3a is formed by a thin film forming means similar to the above thin film forming means on the surface of the metal magnetic thin film layer 23, such as aluminum, molybdenum, tungsten, titanium, zirconium,
It is a metal nonmagnetic thin film layer with a thickness of about 10 to 1000 A made of a nonmagnetic metal material such as niobium, vanadium, chromium, tantalum, or hafnium.

Incidentally, 3b is also a metal nonmagnetic thin film layer having the same structure as 3a.

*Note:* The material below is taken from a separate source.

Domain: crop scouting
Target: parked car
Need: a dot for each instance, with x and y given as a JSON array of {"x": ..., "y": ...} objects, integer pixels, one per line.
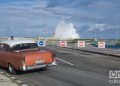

Etching processing of a laminated magnetic material configured as described above, for example, a laminated magnetic material in which permalloy is used as the material for the metal magnetic thin film layer, and aluminum or molybdenum is used as the material for the metal nonmagnetic thin film layer. The characteristics are
When a mixed solution of phosphoric acid, nitric acid, hydrochloric acid, and water is used as the etching solution, the metal magnetic thin film layer and the metal nonmagnetic thin film layer are simultaneously etched, resulting in good processing efficiency and processing characteristics.

In addition, since the metal magnetic thin film layer and the metal nonmagnetic thin film layer that make up the laminated magnetic material are both metal materials, there is not much difference in coefficient of thermal expansion. There is no large difference in coefficient of thermal expansion as in the case of using a physical non-magnetic material, so even if these thin film layers are laminated, stress strain is small, and the mechanical properties are excellent.

Furthermore, even if a metal material is used as the non-magnetic thin film material between the metal magnetic thin film layers, the thickness of the metal magnetic thin film layer is approximately 10OA-1μ.
m1 and the thickness of the metal nonmagnetic thin film layer is approximately 10 to 100 OA.
As the total thickness of each layer is increased, the magnetic properties are also significantly improved.

〔effect〕

It has improved magnetic properties, has good etching processing properties, has less stress strain between thin film layers, and has good mechanical properties.

[Brief explanation of drawings]

The drawing is an explanatory diagram of one embodiment of the magnetic material according to the present invention. 2a, 2b, 2c...metal magnetic thin film layer, 3a
, 3b...Metal nonmagnetic thin film layer.

Claims (1)

[Claims] A magnetic material characterized by having a laminated structure of a metal magnetic thin film layer and a metal nonmagnetic thin film layer.